The Commission gave it the official (if lukewarm) ok in October, following the first annual review. Last week it was time for the Article 29 Working Party (WP29) to have its say. The overall verdict: OK but could do better. This is backed up by a threat to mount a legal challenge. But whilst this is more of a story than the Trump announcement earlier this year (see my earlier post), Privacy Shield organisations or those considering it should not lose any sleep.
The Opinion starts with the usual lines about welcoming progress before we get down to the juicy stuff. A great improvement on Safe Harbor, welcome the Department of Commerce's commitment and dedicated staff, welcome increased transparency on surveillance and declassification of certain documents etc etc. It reads like a huge 'but' is coming.
"Could do better..."
The WP29 split their objections into two categories: they are not happy with certain aspects on the commercial side, and they have major concerns about state surveillance.
a) Commercial aspects
- WP29 bemoaned the lack of guidance both for organisations certifying to PS and for individuals trying to assert their rights. The Department of Commerce (DoC) retorted that it was principles-based and they wanted organisations to consider the principles rather than copy and paste official text.
- WP29 wants clear guidance for individuals and organisations on how the scheme works. A criticism that could equally be levelled at the pace of WP29's GDPR releases!
- WP29 complained the DoC is not sufficiently checking certifications or ongoing compliance. Whilst DoC reviews privacy notices, it does not check vendor contracts, test a certified organisation's statements nor undertake any proactive compliance monitoring.
- The certification process, which may take a month, requires organisations to publish their privacy notice once they apply; likewise recertifying organisations are given a month's grace. WP29 did not like the idea that the Privacy Shield site would thus be temporarily listing organisations as certified when they were not.
- It transpires there is a major misunderstanding between the EU and US on what constitutes HR data. In DoC's view it only applies to employees of the exporting organisation. One can imagine the stunned silence in the room: "Of course, once it gets transferred to the US, information about those employees stops being HR data, right?"
b) State surveillance
- US authorities make assertions that collection of data under the Foreign Intelligence Surveillance Act s702 is no longer generalised. However, the WP29 had an issue with the lack of evidence or binding commitments to back this up.
- WP29 sees the upcoming deadline to re-authorise s702 as an opportunity to add safeguards such as a 'reasonable suspicion' criterion or oversight body. This seems unlikely given the lack of current appetite in Congress. It won't help that Trump announced the US can keep warrantless surveillance under s702 even if Congress fails to extend it.
- WP29 would like the Privacy and Civil Liberties Oversight Board (PCOLB) to update is report on mass surveillance under s702 and release its currently privileged report on Presidential Policy Directive 28.

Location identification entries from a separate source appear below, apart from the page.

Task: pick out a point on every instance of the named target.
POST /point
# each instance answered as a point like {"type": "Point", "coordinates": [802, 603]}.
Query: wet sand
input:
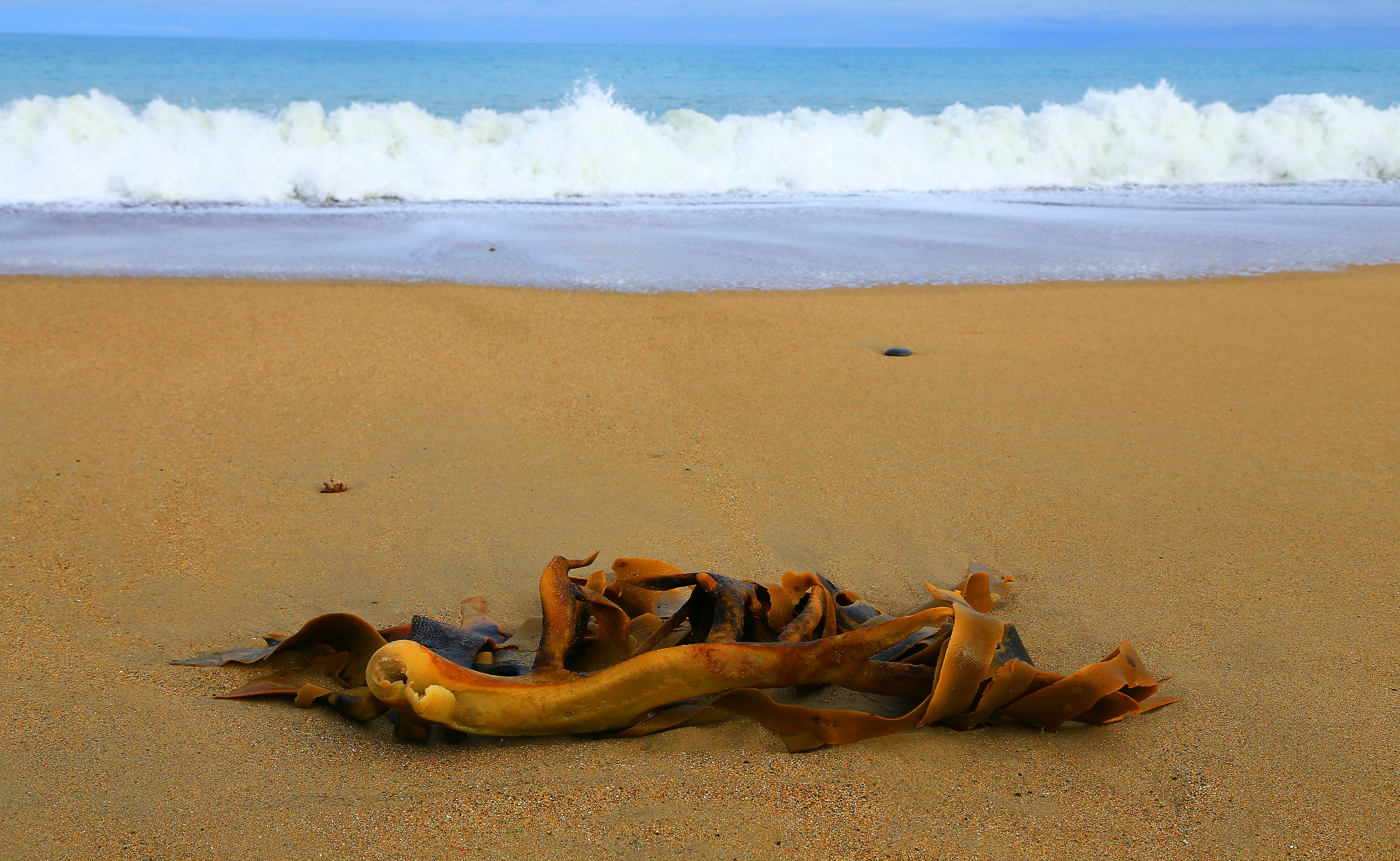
{"type": "Point", "coordinates": [1204, 468]}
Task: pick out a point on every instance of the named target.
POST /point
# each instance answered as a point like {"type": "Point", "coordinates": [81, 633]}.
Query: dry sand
{"type": "Point", "coordinates": [1204, 468]}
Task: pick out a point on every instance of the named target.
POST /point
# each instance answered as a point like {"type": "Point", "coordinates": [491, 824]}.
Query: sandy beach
{"type": "Point", "coordinates": [1203, 468]}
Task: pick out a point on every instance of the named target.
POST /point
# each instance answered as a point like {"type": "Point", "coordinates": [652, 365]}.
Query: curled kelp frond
{"type": "Point", "coordinates": [647, 646]}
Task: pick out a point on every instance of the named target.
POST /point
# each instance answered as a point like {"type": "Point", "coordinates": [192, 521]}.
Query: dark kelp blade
{"type": "Point", "coordinates": [458, 646]}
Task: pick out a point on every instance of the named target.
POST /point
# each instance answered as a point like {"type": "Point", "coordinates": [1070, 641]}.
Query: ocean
{"type": "Point", "coordinates": [645, 168]}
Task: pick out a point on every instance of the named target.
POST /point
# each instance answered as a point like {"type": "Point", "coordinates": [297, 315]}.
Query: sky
{"type": "Point", "coordinates": [857, 23]}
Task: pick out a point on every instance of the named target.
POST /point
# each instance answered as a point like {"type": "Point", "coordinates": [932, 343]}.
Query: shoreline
{"type": "Point", "coordinates": [1203, 468]}
{"type": "Point", "coordinates": [792, 243]}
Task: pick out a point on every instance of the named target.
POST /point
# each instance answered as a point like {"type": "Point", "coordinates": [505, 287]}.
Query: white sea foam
{"type": "Point", "coordinates": [96, 149]}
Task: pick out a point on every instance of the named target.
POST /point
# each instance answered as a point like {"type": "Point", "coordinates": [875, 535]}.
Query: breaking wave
{"type": "Point", "coordinates": [97, 149]}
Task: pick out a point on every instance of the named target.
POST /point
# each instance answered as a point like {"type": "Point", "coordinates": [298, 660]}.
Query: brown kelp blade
{"type": "Point", "coordinates": [342, 632]}
{"type": "Point", "coordinates": [612, 656]}
{"type": "Point", "coordinates": [322, 671]}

- Whilst it rates the PCLOB highly, WP29 laments the fact there are many vacancies on the board (actually only currently one sitting member). Given the vast number of senior posts in the current administration that remain unfilled, this is likely to remain a problem.
- The same gripe was raised against the Ombudsman, which is yet to be appointed. The WP29 also wanted its exact powers and procedures to be clarified.
The Opinion finishes with 20 or so pages of facts that came out of the review interviews, which provide an interesting insight to how the scheme is actually working in practice.
"We may challenge"
The Opinion starts and ends with an invitation to the Commission to rethink the adequacy decision backed up by a threat: the serious concerns must be addressed at the latest by 25 May 2018, the remaining concerns must be addressed at the latest by the second joint review. Failing this, the WP29 will seek a CJEU preliminary ruling.
Stern words. The WP29 represents all EU DPAs so gives an insight into how they perceive Privacy Shield. It also will be the future EDPB and guardian of the GDPR. The WP29 may also be trying to assert its role as overseer of EU data protection following criticism in the Schrems decision.
That said, it is the Commission, not the WP29, which rules on the adequacy of Privacy Shield. The WP29's role stems from a recital which states participation in the review meeting is "open to" it; the Opinion has no legal status. Given the political nature of Privacy Shield, the importance of transatlantic data flows and the Commission's pronouncement of support it is hard to see the Commission revisiting its finding. One would expect both the Commission and WP29 will have more pressing matters on their hands come May next year.
A referral to the CJEU will first have to go via a national court which may refuse the referral, or certainly cause delay whilst the specific questions are fought over (witness the upcoming battle in the Schrems 2 referral). The General Court could strike it down, as it just has the Digital Rights Ireland challenge. Then there is the 18-24 month delay at the CJEU itself. By then the third and probably fourth annual reviews will have taken place and who knows what the landscape will look like then? Some of the promising new transfer mechanisms, such as codes of conduct, may even be in place.
So our advice to Privacy Shield certified organisations or those that utilise it is not to panic. Keep an eye on developments but at the moment business should continue as usual. As always, watch this space!